Dexterity and Hand Function Tests
a) Jebson Taylor Hand Function test.
b) Purdue Pegboard test.
c) Minnesota Rate of Manipulation test (MRMT).
d) Crawford’s Small Parts Dexterity test.
e) Box and Block test.
f) Nine Hole Peg test.
g) O’Connor’s Dexterity test.
Oedema Assessment: Oedema is an abnormal accumulation of interstitial fluid beneath the skin, or in
one or more cavities of the body. Hand volume is measured to assess the presence of extracellular or
intracellular edema.
Methods of assessment of oedema are:
1) Volumetric measures by Volumeter.
2) Circumferential measures by circumference tape or jeweller’s ring size standards or an external
calliper.
Volumeter: Volumetric measures document changes in the mass of a body part by use of water
displacement. It is most often used to measure hand oedema. The voltmeter has been shown to be
accurate to 10 ml, when used in a prescribed manner. It consists of a water vessel with a spill over
spout near the top of the water level and a graduated beaker.
6.
Ms. Punita V. Solanki. Assistant Professor (Occupational Therapy). Notes for First BOTH. October 2009
The evaluation is performed as follows:
1) A plastic voltmeter is filled and allowed to empty into a large beaker until the water reaches the
spout level. The beaker is then emptied and dried thoroughly.

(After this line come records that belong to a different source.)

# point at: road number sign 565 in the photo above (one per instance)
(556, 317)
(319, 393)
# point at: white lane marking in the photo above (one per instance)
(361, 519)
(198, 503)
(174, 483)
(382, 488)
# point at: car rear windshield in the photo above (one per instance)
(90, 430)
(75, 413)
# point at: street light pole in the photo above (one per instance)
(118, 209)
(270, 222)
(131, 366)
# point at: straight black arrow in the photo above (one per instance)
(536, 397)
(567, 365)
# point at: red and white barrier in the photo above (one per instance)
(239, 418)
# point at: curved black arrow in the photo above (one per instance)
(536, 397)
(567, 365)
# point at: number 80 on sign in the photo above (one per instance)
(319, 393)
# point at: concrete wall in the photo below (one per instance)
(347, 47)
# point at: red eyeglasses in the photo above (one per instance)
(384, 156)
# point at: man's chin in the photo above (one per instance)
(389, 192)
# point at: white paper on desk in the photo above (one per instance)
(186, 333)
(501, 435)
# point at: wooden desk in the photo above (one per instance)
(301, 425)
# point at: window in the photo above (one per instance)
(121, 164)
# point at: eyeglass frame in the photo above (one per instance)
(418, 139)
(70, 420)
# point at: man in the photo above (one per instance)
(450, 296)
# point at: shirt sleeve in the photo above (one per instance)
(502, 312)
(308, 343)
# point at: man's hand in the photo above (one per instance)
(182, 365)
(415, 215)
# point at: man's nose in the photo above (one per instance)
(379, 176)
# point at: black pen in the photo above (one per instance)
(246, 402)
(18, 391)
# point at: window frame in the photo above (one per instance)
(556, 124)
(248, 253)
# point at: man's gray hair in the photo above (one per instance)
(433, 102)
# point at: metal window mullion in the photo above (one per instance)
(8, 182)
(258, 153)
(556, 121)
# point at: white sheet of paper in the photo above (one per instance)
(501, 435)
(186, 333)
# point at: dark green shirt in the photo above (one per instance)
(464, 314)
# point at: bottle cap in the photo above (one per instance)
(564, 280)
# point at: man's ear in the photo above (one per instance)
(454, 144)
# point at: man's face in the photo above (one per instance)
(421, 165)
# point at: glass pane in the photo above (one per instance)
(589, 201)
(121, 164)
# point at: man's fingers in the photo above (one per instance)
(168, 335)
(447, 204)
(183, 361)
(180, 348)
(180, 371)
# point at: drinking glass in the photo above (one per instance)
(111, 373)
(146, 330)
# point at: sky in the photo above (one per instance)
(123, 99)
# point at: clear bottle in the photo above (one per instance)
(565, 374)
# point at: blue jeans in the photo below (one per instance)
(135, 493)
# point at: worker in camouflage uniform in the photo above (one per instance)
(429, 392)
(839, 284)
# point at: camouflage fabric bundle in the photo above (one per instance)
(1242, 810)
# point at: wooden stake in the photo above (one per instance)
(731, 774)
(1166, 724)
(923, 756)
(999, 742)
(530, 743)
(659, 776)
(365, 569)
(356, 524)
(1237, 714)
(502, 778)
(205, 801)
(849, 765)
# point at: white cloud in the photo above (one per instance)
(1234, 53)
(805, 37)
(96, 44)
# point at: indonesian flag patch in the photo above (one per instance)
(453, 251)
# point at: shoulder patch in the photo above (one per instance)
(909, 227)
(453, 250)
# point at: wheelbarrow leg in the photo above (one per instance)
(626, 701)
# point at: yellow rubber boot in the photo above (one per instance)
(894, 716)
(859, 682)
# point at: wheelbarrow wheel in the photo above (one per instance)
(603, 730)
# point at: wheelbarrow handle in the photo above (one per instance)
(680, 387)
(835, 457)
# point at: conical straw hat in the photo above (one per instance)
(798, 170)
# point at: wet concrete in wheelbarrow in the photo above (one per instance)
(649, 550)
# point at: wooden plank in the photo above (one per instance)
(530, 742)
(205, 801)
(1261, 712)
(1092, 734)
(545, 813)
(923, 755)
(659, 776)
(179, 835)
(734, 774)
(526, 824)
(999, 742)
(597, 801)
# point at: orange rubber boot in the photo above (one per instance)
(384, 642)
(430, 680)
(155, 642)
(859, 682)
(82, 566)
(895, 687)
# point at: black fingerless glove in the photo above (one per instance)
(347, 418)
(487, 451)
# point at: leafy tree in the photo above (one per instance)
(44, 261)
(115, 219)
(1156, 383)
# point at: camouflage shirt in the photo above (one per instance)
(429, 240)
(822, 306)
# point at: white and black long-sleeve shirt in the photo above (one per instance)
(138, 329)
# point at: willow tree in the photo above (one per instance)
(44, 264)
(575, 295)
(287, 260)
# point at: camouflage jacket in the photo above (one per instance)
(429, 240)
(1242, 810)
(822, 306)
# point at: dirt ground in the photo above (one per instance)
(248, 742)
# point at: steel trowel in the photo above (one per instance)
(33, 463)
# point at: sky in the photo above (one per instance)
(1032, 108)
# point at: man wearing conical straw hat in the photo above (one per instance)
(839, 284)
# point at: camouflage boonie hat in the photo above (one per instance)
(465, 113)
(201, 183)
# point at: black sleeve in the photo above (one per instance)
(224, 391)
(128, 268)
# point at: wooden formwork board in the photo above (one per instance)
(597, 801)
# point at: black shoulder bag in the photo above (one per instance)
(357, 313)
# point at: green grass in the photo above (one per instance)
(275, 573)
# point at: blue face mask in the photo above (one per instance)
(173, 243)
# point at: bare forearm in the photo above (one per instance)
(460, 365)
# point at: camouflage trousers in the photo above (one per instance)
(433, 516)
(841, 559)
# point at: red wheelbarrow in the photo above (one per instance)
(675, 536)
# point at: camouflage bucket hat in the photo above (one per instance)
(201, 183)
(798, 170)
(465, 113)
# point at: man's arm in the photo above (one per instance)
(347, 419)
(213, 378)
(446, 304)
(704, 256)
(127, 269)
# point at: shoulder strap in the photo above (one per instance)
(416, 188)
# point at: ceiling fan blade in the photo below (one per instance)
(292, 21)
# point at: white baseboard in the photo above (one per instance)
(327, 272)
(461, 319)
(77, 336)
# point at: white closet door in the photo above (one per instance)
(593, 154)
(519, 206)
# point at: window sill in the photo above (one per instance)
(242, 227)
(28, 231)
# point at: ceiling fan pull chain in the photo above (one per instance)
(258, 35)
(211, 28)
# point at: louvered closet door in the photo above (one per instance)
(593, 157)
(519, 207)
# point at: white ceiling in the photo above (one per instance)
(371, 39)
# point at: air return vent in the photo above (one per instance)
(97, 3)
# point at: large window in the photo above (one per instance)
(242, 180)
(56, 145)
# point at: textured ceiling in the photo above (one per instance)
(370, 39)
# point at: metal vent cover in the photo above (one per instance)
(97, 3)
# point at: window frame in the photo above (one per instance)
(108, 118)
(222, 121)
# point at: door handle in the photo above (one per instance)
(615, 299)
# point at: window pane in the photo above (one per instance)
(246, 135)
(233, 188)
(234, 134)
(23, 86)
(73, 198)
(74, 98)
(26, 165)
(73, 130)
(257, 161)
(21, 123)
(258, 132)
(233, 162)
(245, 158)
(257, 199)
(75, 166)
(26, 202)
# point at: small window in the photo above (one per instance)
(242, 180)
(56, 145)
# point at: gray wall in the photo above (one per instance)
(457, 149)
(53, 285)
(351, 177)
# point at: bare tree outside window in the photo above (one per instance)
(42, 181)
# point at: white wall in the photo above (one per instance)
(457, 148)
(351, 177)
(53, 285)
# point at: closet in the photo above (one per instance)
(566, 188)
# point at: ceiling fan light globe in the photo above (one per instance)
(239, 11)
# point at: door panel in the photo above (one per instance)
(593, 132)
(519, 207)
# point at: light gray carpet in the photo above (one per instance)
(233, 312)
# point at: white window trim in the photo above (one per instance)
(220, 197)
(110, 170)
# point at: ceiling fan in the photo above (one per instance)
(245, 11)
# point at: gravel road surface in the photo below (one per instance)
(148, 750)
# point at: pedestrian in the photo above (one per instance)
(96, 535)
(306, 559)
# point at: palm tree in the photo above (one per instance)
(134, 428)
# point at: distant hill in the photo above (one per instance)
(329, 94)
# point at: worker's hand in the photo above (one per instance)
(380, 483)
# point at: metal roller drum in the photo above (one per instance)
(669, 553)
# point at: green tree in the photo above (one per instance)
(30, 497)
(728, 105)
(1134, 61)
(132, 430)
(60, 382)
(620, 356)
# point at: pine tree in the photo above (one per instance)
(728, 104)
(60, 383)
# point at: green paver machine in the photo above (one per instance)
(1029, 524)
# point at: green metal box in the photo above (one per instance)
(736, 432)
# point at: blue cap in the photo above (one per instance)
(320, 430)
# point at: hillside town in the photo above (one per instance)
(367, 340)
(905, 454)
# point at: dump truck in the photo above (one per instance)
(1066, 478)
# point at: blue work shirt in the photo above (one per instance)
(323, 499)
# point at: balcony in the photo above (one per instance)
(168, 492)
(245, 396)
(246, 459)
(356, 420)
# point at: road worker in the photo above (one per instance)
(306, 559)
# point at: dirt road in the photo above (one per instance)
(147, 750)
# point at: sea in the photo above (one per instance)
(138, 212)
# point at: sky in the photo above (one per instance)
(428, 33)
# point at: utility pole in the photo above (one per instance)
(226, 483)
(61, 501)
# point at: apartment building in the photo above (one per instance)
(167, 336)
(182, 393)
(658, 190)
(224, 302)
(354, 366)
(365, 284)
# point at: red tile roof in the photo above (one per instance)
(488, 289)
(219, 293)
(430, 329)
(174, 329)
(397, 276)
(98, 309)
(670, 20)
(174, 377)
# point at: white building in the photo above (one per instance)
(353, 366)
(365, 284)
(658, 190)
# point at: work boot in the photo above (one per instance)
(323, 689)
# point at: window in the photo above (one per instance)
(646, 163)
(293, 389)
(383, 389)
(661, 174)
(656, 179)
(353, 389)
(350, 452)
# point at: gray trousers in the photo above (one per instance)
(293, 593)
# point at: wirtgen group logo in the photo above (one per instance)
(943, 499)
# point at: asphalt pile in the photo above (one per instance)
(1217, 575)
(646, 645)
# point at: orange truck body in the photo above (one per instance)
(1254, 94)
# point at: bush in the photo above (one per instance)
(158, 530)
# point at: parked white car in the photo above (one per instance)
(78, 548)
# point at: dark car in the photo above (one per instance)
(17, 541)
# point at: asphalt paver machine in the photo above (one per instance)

2) The patient is instructed to immerse the hand in the plastic voltmeter, being careful to keep the hand
in the mid position.
3) The hand is lowered until it rests gently between the middle and ring fingers on the dowel rod. It is
important that the hand not press onto the rod.
4) The hand remains still until no more water drips into the beaker.
5) The water is poured into a graduated cylinder or a beaker. The cylinder or a beaker is placed on a
level surface and a reading is made in millilitres.
An oedematous hand displaces more water than an unswollen hand so that a lower reading is
considered an improvement. Sitting or standing significantly affects the scores of volumetric
measurement so it is important to standardize the administration procedure.
Circumferential measures by circumference tape or jeweller’s ring size standards or an external
calliper: is a method of assessing oedema of an individual finger or a joint. Circumferential
measurement is quick to perform and provides a good alternative when it is not possible to use a
voltmeter. Be consistent with measuring tape, placement and tension. An external calliper is an
alternative method of assessing smaller diameter areas. Again consistent instrument placement and
tension are important for maintaining accuracy.